Ketika konsumsi tinggi secara otomatis menghasilkan pendapatan kepada pelaku usaha dan dari situlah kemudian ada pajak yang diperoleh, ujarnya “Kalau kita takut melakukan subsidi, akan sulit mendapatkan solusi inflasi. Akhirnya harga makanan akan terus naik dan tertekan.”

Karena dengan subsidi transportasi itu hasil yang diperoleh adalah harga komoditas di pasar tetap lebih murah, jelasnya. “Kalau kita disuruh bercocok tanam itu tak mungkin segera. Musti ada solusi cepat. Dan ini kita kasi masukan ke Pak Gubernur dan kepala dinasnya agar berfikir begitu,” kata Firsal.

Menurutnya, subsidi transportasi langkah paling ideal. “Coba kita lihat kalau subsidi dilakukan ke komoditas, misal subsidi pupuk. Pupuknya diselewengkan. Subsidi bibit, pun bibitnya diselewengkan juga. Semua subsidi yang melekat di komoditas selalu dipermainkan.”

Firsal menambahkan segala sesuatu yang disubsidi harus diawasi. “Harus memikirkan stok dan barang tidak mahal atau langka. Karena para pemain seperti spekulan pun tidak akan bermain di ranah bawah. Kalau mereka bermain di bawah akan bermasalah. Lihat misalnya ketika minyak goreng hilang dan harganya mahal. Ini diredam. Maka harga kemudian ditentukan sesuai HET. Itu wajib dijalankan dan ternyata bisa,” tuturnya.

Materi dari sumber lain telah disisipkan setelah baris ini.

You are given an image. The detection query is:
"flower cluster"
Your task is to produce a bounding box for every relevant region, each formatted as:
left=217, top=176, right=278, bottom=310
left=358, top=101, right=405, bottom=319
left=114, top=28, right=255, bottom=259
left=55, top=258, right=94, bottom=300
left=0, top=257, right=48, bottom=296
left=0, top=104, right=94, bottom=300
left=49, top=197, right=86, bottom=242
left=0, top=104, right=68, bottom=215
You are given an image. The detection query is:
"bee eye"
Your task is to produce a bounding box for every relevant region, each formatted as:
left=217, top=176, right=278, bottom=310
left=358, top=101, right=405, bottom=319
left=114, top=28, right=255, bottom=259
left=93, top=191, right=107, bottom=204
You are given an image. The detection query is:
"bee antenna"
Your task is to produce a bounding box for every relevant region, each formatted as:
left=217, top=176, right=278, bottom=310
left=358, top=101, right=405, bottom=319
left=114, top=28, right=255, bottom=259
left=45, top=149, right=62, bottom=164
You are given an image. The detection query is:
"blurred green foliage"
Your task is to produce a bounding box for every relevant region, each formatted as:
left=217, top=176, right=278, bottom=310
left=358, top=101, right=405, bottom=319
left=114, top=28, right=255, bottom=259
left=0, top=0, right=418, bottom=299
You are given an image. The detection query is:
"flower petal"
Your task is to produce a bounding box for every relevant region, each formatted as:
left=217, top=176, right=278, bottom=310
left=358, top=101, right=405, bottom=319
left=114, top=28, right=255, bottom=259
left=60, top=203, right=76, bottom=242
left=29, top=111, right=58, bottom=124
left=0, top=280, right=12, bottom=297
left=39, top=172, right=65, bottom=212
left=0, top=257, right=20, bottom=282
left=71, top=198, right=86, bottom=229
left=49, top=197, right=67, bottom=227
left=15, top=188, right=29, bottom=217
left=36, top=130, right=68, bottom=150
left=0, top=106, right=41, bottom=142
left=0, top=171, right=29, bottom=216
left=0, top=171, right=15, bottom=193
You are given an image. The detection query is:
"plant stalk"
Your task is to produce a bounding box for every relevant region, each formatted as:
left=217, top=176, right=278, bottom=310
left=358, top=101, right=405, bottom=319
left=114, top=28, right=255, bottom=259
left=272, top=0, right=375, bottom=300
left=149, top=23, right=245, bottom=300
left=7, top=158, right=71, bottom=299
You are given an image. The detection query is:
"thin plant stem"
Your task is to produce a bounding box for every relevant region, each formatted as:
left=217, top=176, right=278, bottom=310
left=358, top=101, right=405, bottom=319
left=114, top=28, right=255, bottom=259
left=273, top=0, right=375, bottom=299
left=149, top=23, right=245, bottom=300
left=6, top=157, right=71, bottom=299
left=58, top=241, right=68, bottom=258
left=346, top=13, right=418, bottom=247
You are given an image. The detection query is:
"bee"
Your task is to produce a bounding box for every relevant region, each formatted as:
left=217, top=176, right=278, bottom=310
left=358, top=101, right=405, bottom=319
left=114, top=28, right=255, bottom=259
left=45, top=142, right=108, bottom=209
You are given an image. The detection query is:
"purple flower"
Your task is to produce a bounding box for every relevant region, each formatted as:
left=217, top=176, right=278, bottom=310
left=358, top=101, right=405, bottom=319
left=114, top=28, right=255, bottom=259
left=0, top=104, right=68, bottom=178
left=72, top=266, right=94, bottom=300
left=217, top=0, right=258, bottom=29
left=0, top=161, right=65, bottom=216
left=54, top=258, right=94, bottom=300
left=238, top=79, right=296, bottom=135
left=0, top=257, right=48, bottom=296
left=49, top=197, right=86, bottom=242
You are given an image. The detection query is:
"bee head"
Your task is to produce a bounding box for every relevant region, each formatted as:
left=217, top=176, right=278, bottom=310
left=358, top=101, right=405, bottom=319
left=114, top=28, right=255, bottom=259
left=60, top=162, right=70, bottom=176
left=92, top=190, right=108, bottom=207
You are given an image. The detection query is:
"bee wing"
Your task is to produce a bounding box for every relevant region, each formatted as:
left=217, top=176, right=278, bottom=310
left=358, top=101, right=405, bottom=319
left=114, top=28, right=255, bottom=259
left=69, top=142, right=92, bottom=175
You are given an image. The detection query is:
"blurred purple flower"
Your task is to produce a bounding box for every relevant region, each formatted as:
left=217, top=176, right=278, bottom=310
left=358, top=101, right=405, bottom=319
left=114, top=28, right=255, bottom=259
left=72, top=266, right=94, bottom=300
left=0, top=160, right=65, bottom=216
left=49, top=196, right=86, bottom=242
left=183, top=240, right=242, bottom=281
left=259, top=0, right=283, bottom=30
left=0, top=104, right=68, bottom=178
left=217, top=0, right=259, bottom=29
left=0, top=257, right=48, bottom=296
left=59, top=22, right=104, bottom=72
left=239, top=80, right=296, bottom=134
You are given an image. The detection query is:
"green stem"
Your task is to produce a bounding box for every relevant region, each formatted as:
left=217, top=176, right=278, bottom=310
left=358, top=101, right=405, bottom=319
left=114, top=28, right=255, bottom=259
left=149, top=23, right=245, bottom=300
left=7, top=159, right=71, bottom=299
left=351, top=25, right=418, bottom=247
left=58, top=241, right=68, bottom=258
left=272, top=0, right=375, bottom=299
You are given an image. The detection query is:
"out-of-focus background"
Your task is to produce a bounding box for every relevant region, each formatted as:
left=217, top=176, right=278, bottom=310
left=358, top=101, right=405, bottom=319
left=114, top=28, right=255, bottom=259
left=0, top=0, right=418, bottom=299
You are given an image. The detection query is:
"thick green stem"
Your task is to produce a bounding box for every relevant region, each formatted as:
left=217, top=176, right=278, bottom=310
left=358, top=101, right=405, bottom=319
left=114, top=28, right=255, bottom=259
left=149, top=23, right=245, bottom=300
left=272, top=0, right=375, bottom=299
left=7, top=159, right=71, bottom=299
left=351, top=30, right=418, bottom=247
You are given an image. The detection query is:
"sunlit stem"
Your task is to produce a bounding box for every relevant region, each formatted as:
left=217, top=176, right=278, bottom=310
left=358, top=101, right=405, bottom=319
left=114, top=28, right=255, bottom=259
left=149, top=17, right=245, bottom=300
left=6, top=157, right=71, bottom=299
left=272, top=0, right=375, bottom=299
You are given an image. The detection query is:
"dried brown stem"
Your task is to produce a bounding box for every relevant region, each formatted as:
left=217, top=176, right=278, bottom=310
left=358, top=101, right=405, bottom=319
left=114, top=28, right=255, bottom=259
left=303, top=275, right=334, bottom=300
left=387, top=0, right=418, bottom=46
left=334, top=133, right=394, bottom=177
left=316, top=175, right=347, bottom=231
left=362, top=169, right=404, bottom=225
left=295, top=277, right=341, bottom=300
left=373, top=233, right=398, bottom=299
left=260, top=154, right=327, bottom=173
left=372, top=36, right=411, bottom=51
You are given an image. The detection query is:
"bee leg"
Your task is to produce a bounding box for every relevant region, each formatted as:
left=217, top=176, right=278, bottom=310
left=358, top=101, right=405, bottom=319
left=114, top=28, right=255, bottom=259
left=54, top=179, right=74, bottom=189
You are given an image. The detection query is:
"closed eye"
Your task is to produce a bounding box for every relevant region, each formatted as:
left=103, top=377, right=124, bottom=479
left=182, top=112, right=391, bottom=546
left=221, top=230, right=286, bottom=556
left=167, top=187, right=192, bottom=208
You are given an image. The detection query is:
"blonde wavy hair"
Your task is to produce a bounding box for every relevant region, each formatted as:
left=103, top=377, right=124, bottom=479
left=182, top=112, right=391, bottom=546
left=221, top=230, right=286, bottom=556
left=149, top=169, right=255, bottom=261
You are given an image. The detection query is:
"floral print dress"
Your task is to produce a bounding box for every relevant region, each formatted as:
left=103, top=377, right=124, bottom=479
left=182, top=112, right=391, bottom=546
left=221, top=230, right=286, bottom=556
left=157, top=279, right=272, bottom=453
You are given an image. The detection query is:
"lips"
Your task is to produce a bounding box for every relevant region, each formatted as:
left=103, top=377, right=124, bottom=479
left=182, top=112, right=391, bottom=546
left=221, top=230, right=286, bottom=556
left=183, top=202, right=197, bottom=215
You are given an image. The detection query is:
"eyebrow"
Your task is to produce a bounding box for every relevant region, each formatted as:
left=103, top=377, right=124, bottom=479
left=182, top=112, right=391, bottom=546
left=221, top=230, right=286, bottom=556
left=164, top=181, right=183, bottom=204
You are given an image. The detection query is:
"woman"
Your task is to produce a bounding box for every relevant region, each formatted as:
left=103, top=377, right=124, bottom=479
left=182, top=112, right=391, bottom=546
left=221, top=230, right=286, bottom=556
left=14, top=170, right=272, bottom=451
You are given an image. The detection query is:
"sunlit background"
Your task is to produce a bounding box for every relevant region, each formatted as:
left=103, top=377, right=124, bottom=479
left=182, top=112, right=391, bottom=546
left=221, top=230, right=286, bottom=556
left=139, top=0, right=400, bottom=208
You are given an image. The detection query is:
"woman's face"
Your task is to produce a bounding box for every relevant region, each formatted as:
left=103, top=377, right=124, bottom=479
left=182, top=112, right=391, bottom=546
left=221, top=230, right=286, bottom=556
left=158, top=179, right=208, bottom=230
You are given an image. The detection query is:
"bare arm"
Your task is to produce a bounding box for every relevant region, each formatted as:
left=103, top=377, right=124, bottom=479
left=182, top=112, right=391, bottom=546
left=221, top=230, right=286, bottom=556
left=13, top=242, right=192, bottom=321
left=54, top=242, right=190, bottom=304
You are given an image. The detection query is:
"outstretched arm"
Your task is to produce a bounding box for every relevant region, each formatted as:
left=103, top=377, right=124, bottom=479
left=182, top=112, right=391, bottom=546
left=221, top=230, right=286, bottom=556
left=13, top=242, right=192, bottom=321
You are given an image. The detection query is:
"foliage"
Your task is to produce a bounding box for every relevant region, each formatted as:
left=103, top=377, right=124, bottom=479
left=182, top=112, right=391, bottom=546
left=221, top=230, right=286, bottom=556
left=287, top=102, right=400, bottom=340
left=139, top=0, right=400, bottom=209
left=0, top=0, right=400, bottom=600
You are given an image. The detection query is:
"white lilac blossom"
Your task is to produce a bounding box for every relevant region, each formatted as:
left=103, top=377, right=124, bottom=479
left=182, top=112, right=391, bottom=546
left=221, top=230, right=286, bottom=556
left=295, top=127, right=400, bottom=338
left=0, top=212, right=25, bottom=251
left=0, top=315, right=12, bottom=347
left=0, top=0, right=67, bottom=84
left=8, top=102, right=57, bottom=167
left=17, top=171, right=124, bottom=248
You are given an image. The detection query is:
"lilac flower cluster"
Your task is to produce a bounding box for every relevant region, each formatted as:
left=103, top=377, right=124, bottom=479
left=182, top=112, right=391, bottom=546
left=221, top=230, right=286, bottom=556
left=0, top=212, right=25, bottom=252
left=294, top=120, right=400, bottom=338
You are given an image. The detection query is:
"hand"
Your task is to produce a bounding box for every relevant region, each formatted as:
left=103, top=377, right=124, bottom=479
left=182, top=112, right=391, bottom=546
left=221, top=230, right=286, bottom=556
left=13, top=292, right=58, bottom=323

Menurutnya, subsidi ini pun digunakan di banyak negara dengan tepat sasaran. “Coba di Singapura, sejak 25 tahun lalu inflasinya terkendali. 25 tahun lalu harga satu botol minuman kemasan satu dolar Singapura saja. Sampai sekarang pun tetap segitu. Mereka tetap jaga harga komoditas terutama pangan apalagi urusan perut. Sayur mahal disubsidi. Dari mana mereka dapat subsidi itu, ditarik dari pajak,” jelasnya.(arn)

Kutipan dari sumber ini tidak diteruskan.